Her stage presence was supernatural. Dancing, she moved like the music flowed through her body. Her long, dark hair gleamed in the spectrum of lights. She tossed her head, her face often lost in the sea of brown locks. Deep passion and incredible strength emanated from her, and feeling poured into her voice: hurt and pain, but also healing and rising. Coda captivated the audience at the Rickshaw Stop, holding the crowd’s attention with every passionate syllable.
“Who I am onstage is very real; it’s different than who I am offstage,” Coda said. “I’m a lot more vulnerable in real life, and I’m a lot more kickass and fuck-you onstage.”
Until Coda performed “Burn,” a few people were swaying, some moving their heads, but the audience seemed nervous, self-conscious — the bougie drinks in their hands had not yet loosened them up. But in the middle of the song, there was a breakdown. She dared the crowd to dance, clap and sing, handing out T-shirts as a reward. Pointing then throwing, she hurled them into the crowd; a few drinks spilled, but nobody noticed in the excitement. As if permission had finally been granted, the audience members began to dance, grooving and daring to make fools of themselves. Coda wanted people to have the freedom to be themselves, to be totally weird or totally normal with no shame.
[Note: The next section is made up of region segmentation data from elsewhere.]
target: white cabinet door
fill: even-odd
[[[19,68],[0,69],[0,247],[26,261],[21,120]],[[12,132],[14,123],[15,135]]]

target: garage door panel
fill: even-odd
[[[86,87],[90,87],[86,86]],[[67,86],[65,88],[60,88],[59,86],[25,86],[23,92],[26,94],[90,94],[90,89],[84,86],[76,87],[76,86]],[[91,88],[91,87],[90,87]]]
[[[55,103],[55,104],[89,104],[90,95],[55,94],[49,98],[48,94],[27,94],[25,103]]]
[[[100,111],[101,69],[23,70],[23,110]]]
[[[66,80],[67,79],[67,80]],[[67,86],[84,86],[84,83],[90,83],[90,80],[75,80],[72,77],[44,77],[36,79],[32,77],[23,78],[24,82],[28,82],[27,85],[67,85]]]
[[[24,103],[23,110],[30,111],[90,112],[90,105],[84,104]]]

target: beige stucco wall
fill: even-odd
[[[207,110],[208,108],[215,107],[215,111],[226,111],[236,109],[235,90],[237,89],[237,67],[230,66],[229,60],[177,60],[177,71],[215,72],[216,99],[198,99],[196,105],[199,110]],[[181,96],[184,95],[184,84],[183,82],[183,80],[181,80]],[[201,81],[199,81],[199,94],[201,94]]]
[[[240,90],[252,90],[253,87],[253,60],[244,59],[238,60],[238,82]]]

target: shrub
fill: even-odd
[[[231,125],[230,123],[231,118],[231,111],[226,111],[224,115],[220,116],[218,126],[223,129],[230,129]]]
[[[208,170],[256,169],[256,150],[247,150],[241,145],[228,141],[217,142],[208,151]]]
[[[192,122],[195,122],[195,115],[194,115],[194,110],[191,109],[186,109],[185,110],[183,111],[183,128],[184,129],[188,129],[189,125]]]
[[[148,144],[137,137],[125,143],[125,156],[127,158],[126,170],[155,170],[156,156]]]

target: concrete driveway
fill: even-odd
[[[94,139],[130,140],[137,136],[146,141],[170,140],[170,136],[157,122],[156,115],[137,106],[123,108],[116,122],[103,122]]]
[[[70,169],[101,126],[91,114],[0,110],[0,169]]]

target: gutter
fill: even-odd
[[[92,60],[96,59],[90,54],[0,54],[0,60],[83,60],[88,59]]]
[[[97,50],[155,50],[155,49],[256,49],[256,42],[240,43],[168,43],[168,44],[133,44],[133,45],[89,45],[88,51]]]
“I don’t want to be another place where people need to subscribe to any school of thought,” Coda said.
And Coda definitely embodies her own philosophy. She is a badass, a bit edgy, a bit angsty and carrying undeniable talent. Silent Rival isn’t reinventing the wheel with its music, but every song is unique and artful. Flippant observations of the world, heated heartbreak and spiritual exploration can all be found in Silent Rival’s musical repertoire.
“Take what you need from (my music), and if all you need is to sing in your car, that’s awesome, and if it heals you from some deep trauma, I’m really happy about that,” Coda said.
The band’s songs feature themes of rebirth, empowerment and examining the beauty of the world, Coda said. “I think the thing that informs the writing and performances the most is that I’m somebody who wears her heart on her sleeve,” she said.
Throughout the night, it was evident that Coda had a sensitivity that made her performance so authentic and magnetic. Her innate talent for performing was mirrored in both courtship.’s modern disco and Night Riots’ alt-rock. Headlining, Night Riots put on an incredible performance, the second to last of its national tour. With an air of theatrics, the band played a high-energy set that matched the fervor of Silent Rivals. But it was Silent Rivals that stole the show with an incredible performance that delivered on every level.